Since lifting up kicker David Akers following a 63-yard field goal in the 2012 season opener at Lambeau Field in Green Bay, Wis., to doing a pregame dance before the opening kickoff, Dixon has developed into the emotional leader for the 49ers in just his third professional season. His energy and emotion at the facility every day is something he believes will keep him in professional football.
“My emotion and passion is real and my effort is real and they respect that out of me,” Dixon said. “I have that emotion in my role as goal-line runner, special teams man on kickoffs and punts, whatever my team needs for me to do. I believe and I’ve told a lot of them that even at the pros if we believe in what we’re doing more than the opponent, we’ll win and we’ll have the advantage. It’s still not always about talent, even in the NFL. I love being in San Francisco because this is the organization that thought I could come in and make a difference. I want to win this Super Bowl as a 49er because it allows me the opportunity to give back to the fans here that love me and my coaches that love me and thought enough of me to draft me after all those other dudes.”
The 2010 draft experience is still a motivator. Dixon, 25, was passed over by 172 players before the 49ers selected him in the sixth round. Dixon was surprised he went that late, especially considering he rushed for 3,994 yards in four years at MSU. The six rounds and three days of draft coverage Dixon had to wait through before starting his professional football experience is the last negative about the game he loves he has allowed to fester in his mind.
“It’s about the work I had to put into my game in high school, college, and now that the pros,” Dixon said. “It’s things like this that make sitting around waiting all those rounds in the draft knowing those dudes getting picked before you weren’t better than me. I knew they weren’t better than me. It’s given me the motivation and the anger to go prove people wrong at this level that I can not only stay in pro football, but be a member of this championship team.”
The Dixon wearing No. 24 in San Francisco is the same emotional player fans saw in Starkville. He also is the same fun-loving teammate who knows he’ll get hundreds of ticket requests from friends and family just two and a half hours north of New Orleans in Terry.
“It hasn’t been decided how many tickets we get apiece or anything like that, but I do know this, it’ll be costly,” Dixon said with his classic laugh.
Dixon joked with The Dispatch he has gotten 49ers coach Jim Harbaugh, a strict disciplinarian but with a wild side to his personality, to do MSU’s Dog Pound Rock dance. MSU players do the dance before the opening kickoff of every game. Harbaugh saw Dixon doing the dance while lining up for an opening kickoff. Harbaugh asked the inevitable question, and Dixon has promised to do the dance if he scores against Baltimore.

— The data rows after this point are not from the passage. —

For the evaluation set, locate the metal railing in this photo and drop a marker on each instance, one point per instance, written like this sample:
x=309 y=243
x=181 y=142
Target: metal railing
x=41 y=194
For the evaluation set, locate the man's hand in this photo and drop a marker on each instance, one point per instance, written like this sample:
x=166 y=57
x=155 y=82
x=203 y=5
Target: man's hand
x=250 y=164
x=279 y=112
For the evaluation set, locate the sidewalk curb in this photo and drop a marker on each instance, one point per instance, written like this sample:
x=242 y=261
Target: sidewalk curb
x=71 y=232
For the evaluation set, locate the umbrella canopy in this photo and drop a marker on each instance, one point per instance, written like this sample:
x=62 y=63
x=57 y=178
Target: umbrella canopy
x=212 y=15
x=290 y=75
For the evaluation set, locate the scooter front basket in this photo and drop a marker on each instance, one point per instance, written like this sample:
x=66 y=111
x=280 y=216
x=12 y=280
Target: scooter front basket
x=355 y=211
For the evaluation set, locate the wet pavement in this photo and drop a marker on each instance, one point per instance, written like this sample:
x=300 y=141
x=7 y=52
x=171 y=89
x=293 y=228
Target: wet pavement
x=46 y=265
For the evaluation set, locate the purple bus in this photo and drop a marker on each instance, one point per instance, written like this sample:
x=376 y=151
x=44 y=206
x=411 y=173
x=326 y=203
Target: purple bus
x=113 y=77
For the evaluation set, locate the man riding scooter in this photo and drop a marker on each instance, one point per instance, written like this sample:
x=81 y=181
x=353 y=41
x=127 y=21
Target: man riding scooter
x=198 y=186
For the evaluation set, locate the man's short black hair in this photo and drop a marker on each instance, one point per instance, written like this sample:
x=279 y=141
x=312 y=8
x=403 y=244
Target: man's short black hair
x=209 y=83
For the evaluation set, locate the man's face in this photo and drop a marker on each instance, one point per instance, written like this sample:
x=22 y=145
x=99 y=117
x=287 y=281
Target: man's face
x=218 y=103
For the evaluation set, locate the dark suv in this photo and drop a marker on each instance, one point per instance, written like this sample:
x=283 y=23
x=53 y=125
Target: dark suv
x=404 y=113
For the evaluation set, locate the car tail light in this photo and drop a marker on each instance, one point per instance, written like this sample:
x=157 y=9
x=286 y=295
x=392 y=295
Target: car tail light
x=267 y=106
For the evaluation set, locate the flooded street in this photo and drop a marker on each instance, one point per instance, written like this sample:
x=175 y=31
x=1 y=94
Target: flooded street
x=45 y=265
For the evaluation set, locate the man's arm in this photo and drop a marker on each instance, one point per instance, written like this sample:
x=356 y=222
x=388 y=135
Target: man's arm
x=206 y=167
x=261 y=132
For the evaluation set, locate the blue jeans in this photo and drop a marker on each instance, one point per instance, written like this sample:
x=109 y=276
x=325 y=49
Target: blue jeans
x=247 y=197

“He and my teammates one day were like, ‘What are you doing?’, so after I explained it. I was even in charge one day this year in practice to teach everybody on the team, even coach Harbaugh, how to do the Dawg Pound Rock, so yeah, I’ve even gotten coach Harbaugh to do it a couple of times this year,” Dixon said. “It’s a special thing for me to do and to know everybody in Mississippi is doing it in front of their TVs with me. It’s my way to bring a little of that Mississippi State pride into pro ball. I love doing that.”